The Calculation table is a special purpose table that only contains measures. The measures are organised into the following folder structure:
|---- {Subject Area Name}
|---- {Logical Table Name}
|---- General
|---- Time Intelligence
|---- Month to Date
|---- Previous Year
|---- Previous Year Month to Date
....
For example, you will find measures belonging to the ‘Anonymised MOT’ Open Data Blend Dataset under the following folder structure:
|---- Anonymised MOT
|---- Test Item
|---- General
|---- Time Intelligence
|---- Month to Date
|---- Previous Year
|---- Previous Year Month to Date
|---- ....
|---- Test Result
|---- General
|---- Time Intelligence
|---- Month to Date
|---- Previous Year
|---- Previous Year Month to Date
|---- ...
Below is a summary of what the General and Time Intelligence folders contain:
General: All measures except for time intelligence measures.
Time Intelligence: Measures that apply some form of time intelligence to a base measure.
‘Base measure' refers to the version of a measure without any time intelligence applied.
All the time intelligence calculations are based on calendar dates, months, quarters, and years. In the below table, 'base measure' refers to the version of a measure without any time intelligence applied.
Calculation Type | Measure Name Suffix | Calculation Description |
Previous Year | PY | The value of the base measure in the same period a year ago. |
Month to Date | MTD | The value of the base measure after applying a running total starting from the beginning of the month. |
Quarter to Date | QTD | The value of the base measure after applying a running total starting from the beginning of the quarter. |
Year to Date | YTD | The value of the base measure after applying a running total starting from the beginning of the year. |
Year on Year | YOY | The difference between the base measure value in the current year compared to the same period a year ago. |
Year on Year % | YOY % | The difference between the base measure value in the current year compared to the same period a year ago, expressed as a percentage. |
Previous Year Month to Date | PYMTD | The value of the base measure after applying a running total starting from the beginning of the month and shifted back in time by a year. |
Previous Year Quarter to Date | PYQTD | The value of the base measure after applying a running total starting from the beginning of the quarter and shifted back in time by a year. |
Previous Year Year To Date | PYYTD | The value of the base measure after applying a running total starting from the beginning of the year and shifted back in time by a year. |
Over time we may introduce more time intelligence calculation types. As we do, we will update the above table to reflect the new additions.

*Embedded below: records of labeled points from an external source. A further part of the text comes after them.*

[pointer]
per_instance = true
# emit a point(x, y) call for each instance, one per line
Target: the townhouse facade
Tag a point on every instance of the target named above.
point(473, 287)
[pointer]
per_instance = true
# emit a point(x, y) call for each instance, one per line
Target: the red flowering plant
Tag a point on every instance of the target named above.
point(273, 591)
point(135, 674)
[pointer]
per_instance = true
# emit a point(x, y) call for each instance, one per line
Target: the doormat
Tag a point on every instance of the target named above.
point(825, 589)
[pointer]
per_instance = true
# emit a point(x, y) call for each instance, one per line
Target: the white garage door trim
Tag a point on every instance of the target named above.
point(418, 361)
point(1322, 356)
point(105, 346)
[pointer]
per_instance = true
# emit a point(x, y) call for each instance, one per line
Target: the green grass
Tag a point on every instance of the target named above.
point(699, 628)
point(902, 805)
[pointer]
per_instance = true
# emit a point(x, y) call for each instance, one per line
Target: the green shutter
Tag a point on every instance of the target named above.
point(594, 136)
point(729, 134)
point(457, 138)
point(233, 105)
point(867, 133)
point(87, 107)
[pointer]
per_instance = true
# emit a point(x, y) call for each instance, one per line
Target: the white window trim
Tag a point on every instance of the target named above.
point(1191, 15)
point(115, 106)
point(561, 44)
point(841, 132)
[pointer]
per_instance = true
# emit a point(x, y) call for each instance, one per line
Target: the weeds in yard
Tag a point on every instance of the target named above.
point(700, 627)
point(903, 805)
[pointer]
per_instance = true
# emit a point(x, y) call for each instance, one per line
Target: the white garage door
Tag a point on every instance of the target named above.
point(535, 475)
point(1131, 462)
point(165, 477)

You will find versions of base measures (e.g. 'English Prescriptions') that have a ' %' suffix such as 'English Prescriptions %'. This type of measure will return the percentage of the total that is visible for the base measure in your report.
If you try to slice (i.e. break down) a measure by a column from a table that is not related, you will see a result like the following.

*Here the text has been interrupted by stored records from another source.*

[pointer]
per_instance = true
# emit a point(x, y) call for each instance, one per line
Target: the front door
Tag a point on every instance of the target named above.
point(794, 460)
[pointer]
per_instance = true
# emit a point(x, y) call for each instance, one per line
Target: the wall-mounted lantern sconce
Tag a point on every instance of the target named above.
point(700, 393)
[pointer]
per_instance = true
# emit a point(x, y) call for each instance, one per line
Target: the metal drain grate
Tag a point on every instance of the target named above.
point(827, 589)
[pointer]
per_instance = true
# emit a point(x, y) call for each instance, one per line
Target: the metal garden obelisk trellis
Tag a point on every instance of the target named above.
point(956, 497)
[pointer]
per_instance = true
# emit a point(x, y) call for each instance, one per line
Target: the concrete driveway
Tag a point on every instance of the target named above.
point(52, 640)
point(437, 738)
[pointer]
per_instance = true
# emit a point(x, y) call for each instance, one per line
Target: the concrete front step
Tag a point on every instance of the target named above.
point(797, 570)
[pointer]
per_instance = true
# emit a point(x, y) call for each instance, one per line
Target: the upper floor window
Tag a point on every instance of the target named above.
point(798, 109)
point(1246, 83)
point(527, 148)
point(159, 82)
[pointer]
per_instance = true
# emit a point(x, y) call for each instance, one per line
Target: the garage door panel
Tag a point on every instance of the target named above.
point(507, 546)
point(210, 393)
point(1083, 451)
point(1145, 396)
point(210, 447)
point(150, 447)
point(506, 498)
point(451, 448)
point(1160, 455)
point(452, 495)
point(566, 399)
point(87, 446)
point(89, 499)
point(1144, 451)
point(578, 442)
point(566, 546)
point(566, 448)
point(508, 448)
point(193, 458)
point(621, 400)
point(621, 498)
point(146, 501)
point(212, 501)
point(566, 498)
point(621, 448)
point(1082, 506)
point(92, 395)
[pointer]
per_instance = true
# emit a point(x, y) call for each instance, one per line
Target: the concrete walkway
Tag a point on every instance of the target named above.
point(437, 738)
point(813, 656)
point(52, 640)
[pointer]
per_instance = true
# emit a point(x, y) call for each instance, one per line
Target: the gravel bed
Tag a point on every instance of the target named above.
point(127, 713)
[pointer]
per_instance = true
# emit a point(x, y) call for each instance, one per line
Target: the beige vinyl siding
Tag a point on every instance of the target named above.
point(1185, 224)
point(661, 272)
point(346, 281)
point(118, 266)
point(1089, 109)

Notice that the measure's value is repeated for every value in the column. This means there is no relationship between the table that the measure is based on and the table that the column belongs to.
To help guide you on which table columns can be used to slice which measures, we recommend checking the relationship diagram of the corresponding Open Data Blend Dataset. If you are connected from Power BI Desktop, you can view the relationships for the entire model in the Model View.